What do you do when you hit a brick wall in your family history research and want to change gears? Or when you have had a successful search, solved a thorny problem, and are ready to move on?

Of course we are all supposed to have "to do" lists, and in an ideal world (or if we were perfect people), it would be no problem to simply take up the next research project.

Well, I, for one, make those lists and promptly misplace them, or take a look and find that nothing on the list appeals at the moment. So, what to do?

I have been spinning my wheels after several months of amazingly fruitful research (and the help of some wonderfully generous strangers). The subject was Elvira Kelsey Thompson, whom I discussed in my posting of September 2, 2006. The quest was completed – I even was able to visit her grave in Tehama County, a totally unexpected bonus, since I had originally lost sight of her as a ten-year-old in far-off Indiana. This led to additional questions, of course, and I am still puzzling over these – the fate of one of her sons, the parentage of her husband, etc. But after some desultory searching with few useful clues, these issues are ready to go on the back burner for a while.

So what next?

It has long been an interest of mine to trace the descendents of the farthest-back Cain ancestor I have found. Not just my direct ancestors, but all the siblings, their spouses and offspring. There is at least one published work which includes some speculation (and that is all it is) about some of the descendents, and there are a number of family trees online which inlcude Cains, but sadly I have not found any with well-documented direct links. I was almost as pleased to be able to disprove -- to my own satisfaction -- a certain claim by doing some exhaustive research, as I would have been to confirm it. (One link is still missing, so I can't put it out there for all to see just yet.)

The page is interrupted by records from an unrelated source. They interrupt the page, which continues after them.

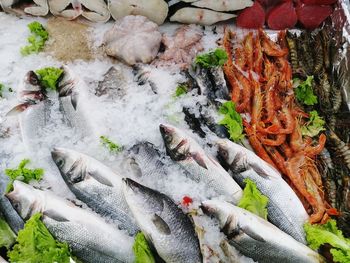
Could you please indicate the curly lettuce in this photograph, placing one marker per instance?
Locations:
(7, 237)
(328, 233)
(215, 58)
(314, 126)
(49, 77)
(253, 200)
(142, 251)
(304, 92)
(36, 244)
(36, 40)
(23, 174)
(232, 120)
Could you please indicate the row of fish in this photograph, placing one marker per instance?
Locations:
(128, 206)
(155, 10)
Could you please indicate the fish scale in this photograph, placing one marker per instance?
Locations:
(284, 207)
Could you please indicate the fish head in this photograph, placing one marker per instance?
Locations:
(147, 206)
(70, 163)
(176, 142)
(23, 199)
(222, 211)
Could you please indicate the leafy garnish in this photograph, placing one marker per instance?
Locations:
(218, 57)
(23, 174)
(111, 146)
(304, 92)
(252, 200)
(314, 126)
(142, 250)
(36, 244)
(232, 120)
(180, 90)
(7, 237)
(49, 77)
(328, 233)
(36, 40)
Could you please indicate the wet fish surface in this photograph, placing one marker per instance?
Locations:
(96, 185)
(89, 237)
(163, 223)
(185, 151)
(285, 210)
(257, 238)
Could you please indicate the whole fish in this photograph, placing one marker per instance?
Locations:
(257, 238)
(34, 120)
(285, 210)
(96, 185)
(74, 104)
(163, 223)
(89, 237)
(201, 167)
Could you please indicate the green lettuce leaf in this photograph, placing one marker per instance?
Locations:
(49, 77)
(7, 237)
(328, 233)
(36, 40)
(232, 121)
(215, 58)
(314, 126)
(111, 146)
(35, 244)
(252, 200)
(23, 174)
(304, 92)
(142, 250)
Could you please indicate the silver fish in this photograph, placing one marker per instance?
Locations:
(185, 150)
(73, 95)
(257, 238)
(89, 237)
(163, 223)
(96, 185)
(284, 208)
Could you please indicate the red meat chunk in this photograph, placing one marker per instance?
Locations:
(252, 17)
(282, 16)
(311, 16)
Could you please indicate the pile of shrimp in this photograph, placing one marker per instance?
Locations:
(260, 78)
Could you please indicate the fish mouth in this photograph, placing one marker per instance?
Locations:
(58, 157)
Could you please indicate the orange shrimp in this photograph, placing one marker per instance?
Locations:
(277, 158)
(248, 51)
(256, 144)
(270, 48)
(311, 151)
(258, 58)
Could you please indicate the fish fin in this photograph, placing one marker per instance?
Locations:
(199, 160)
(252, 234)
(99, 178)
(55, 216)
(161, 225)
(18, 109)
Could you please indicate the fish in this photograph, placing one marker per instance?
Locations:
(205, 17)
(285, 210)
(163, 223)
(74, 105)
(201, 167)
(96, 185)
(257, 238)
(10, 215)
(89, 237)
(145, 160)
(223, 5)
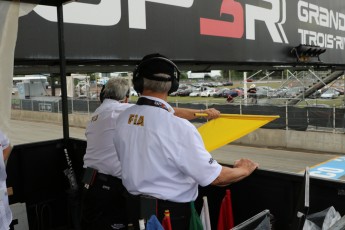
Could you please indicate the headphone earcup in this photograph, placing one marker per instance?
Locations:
(174, 86)
(138, 84)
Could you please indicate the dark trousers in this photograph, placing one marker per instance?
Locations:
(103, 204)
(142, 207)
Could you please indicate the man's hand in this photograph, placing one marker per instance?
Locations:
(246, 164)
(211, 113)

After much floundering about, trying to develop a useful display that would show a few generations of the known (or presumed) descendents, I managed to come up with a chart that shows four levels on a single sheet of legal-size paper (8 ½ x 14"). I revised and edited until I was able to turn out a display which includes the dates (known or estimated) and places of births, marriages and deaths for these people.

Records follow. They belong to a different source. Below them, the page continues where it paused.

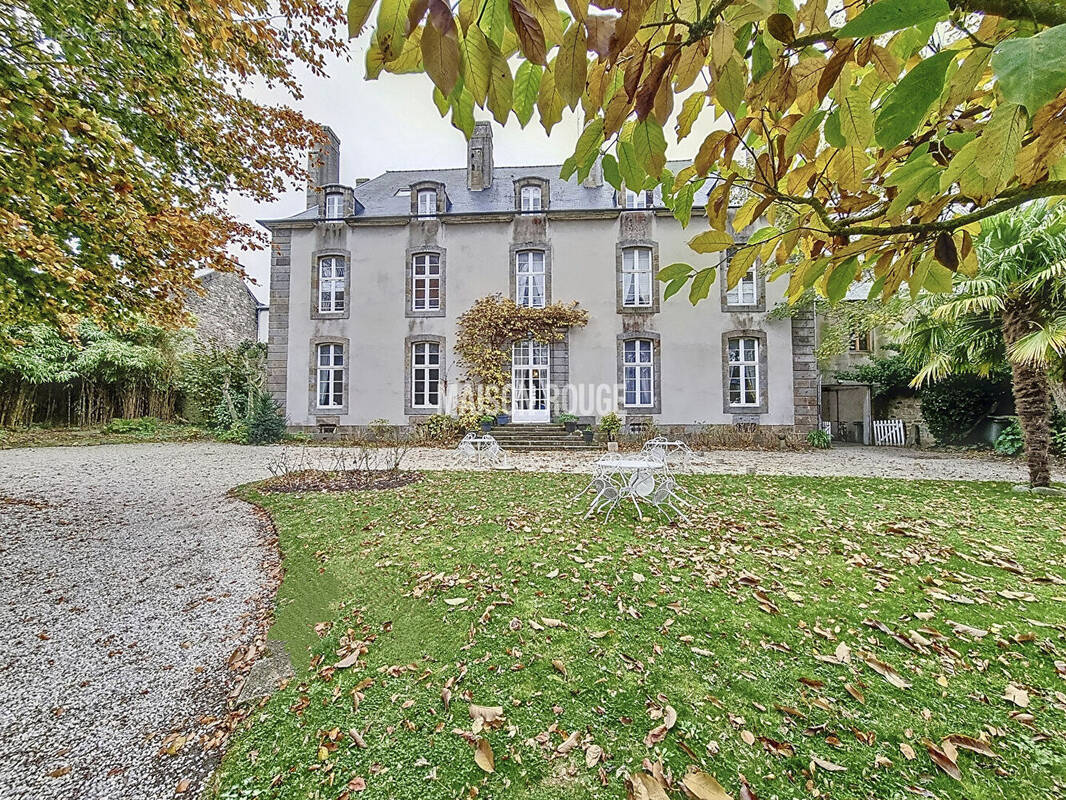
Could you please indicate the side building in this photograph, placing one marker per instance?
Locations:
(368, 284)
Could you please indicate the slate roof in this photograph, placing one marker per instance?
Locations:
(378, 197)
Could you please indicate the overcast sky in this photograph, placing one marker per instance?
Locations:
(392, 124)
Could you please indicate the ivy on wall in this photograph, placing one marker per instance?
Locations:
(490, 326)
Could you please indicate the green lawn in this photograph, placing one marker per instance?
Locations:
(752, 624)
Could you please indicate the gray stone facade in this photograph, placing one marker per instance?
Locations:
(226, 313)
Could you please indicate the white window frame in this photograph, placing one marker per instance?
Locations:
(426, 202)
(639, 370)
(638, 200)
(746, 290)
(330, 374)
(332, 298)
(532, 197)
(747, 370)
(636, 277)
(335, 206)
(424, 271)
(530, 278)
(424, 361)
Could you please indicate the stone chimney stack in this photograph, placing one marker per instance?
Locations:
(480, 158)
(323, 165)
(595, 177)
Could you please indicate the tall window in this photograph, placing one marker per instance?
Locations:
(529, 278)
(744, 292)
(531, 198)
(425, 374)
(330, 376)
(636, 276)
(330, 284)
(425, 282)
(335, 206)
(639, 371)
(426, 202)
(744, 378)
(636, 200)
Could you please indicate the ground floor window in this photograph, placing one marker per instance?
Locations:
(330, 376)
(425, 374)
(639, 372)
(744, 386)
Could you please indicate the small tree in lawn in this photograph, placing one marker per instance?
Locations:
(1015, 305)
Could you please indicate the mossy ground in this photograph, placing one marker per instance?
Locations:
(490, 586)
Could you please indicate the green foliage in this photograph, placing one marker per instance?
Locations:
(221, 384)
(819, 440)
(951, 408)
(140, 425)
(1011, 442)
(265, 421)
(441, 429)
(888, 374)
(610, 424)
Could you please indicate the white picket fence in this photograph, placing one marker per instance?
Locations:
(889, 432)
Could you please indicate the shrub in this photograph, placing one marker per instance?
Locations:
(951, 408)
(1012, 442)
(610, 425)
(265, 424)
(819, 438)
(440, 429)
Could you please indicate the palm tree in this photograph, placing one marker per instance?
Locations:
(1013, 309)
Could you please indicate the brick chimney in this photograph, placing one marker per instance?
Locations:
(480, 157)
(323, 165)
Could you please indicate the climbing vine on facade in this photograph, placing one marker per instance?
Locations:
(490, 326)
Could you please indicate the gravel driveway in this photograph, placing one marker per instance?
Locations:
(127, 579)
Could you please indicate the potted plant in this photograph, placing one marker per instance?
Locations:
(611, 425)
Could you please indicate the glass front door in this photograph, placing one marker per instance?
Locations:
(529, 385)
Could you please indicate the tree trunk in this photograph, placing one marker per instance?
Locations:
(1031, 401)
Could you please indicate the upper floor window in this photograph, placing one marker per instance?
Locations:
(638, 200)
(330, 284)
(425, 374)
(530, 278)
(425, 282)
(639, 371)
(426, 202)
(636, 276)
(745, 292)
(330, 376)
(532, 198)
(335, 206)
(745, 385)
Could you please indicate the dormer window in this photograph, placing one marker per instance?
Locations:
(532, 198)
(426, 202)
(638, 200)
(335, 206)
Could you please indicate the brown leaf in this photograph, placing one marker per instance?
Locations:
(886, 672)
(974, 746)
(483, 756)
(701, 786)
(486, 713)
(780, 28)
(827, 766)
(940, 758)
(643, 786)
(530, 33)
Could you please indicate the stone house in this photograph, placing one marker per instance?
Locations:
(227, 313)
(368, 283)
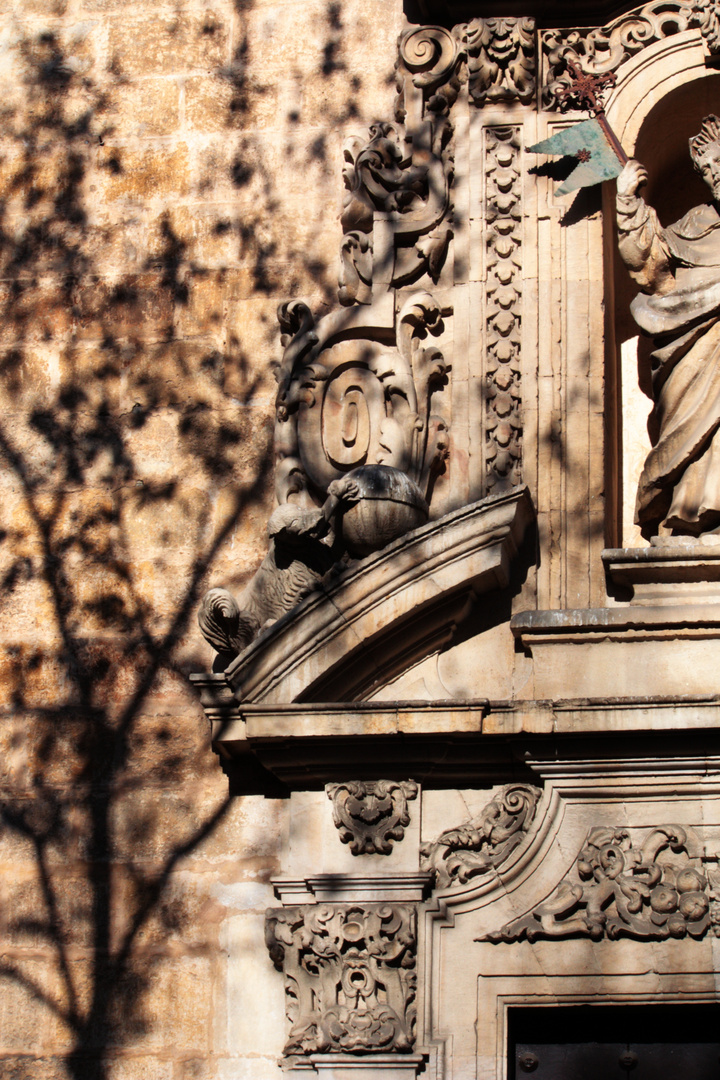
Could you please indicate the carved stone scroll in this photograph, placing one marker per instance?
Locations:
(656, 890)
(606, 48)
(501, 59)
(370, 814)
(405, 177)
(485, 842)
(503, 299)
(350, 975)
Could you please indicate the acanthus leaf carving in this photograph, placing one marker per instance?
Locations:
(648, 891)
(503, 300)
(406, 178)
(358, 444)
(501, 59)
(350, 975)
(370, 814)
(483, 844)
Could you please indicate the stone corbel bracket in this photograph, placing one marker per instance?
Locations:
(370, 814)
(365, 623)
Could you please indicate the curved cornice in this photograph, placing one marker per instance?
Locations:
(363, 625)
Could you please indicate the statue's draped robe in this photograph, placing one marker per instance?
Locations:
(679, 267)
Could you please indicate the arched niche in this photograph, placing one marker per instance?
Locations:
(661, 99)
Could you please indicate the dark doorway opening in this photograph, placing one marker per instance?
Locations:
(613, 1042)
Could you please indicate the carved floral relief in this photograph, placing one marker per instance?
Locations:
(370, 814)
(503, 300)
(501, 59)
(650, 890)
(483, 844)
(350, 975)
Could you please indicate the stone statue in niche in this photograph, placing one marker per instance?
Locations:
(678, 271)
(357, 448)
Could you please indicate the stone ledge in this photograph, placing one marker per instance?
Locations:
(353, 888)
(653, 574)
(298, 747)
(364, 624)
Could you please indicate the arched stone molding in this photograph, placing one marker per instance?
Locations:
(471, 981)
(385, 612)
(651, 75)
(643, 82)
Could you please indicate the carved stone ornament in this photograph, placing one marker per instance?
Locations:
(350, 975)
(370, 814)
(358, 444)
(503, 429)
(485, 842)
(501, 59)
(602, 50)
(656, 890)
(402, 179)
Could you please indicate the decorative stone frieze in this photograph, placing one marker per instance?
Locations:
(603, 49)
(503, 450)
(654, 890)
(483, 844)
(370, 814)
(501, 59)
(350, 975)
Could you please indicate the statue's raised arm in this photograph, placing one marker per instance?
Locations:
(640, 237)
(678, 271)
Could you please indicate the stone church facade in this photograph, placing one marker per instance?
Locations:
(361, 562)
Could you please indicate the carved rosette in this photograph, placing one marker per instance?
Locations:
(483, 844)
(653, 891)
(370, 814)
(501, 59)
(350, 975)
(503, 450)
(602, 50)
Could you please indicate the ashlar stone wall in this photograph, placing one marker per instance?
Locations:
(168, 173)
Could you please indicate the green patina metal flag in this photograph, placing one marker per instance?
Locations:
(593, 144)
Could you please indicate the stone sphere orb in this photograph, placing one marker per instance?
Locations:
(390, 505)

They include the progenitor (top guy), his children, who of course are siblings, his grandchildren, who are first cousins, and his great-grandchildren, second cousins.

A quick glance at the second cousin set shows they were all born within the same decade or two, mostly in the same region – which means a few information resources might serve for most of them.

First I looked for gaps that could be filled with little effort. And I checked the supposedly "known" data for accuracy (some was based on my early, less-than-careful research).

My next step, I think, will be to take one family at a time and make sure I have as much as possible on each member. With nine families at this level, that should keep me busy for quite a while.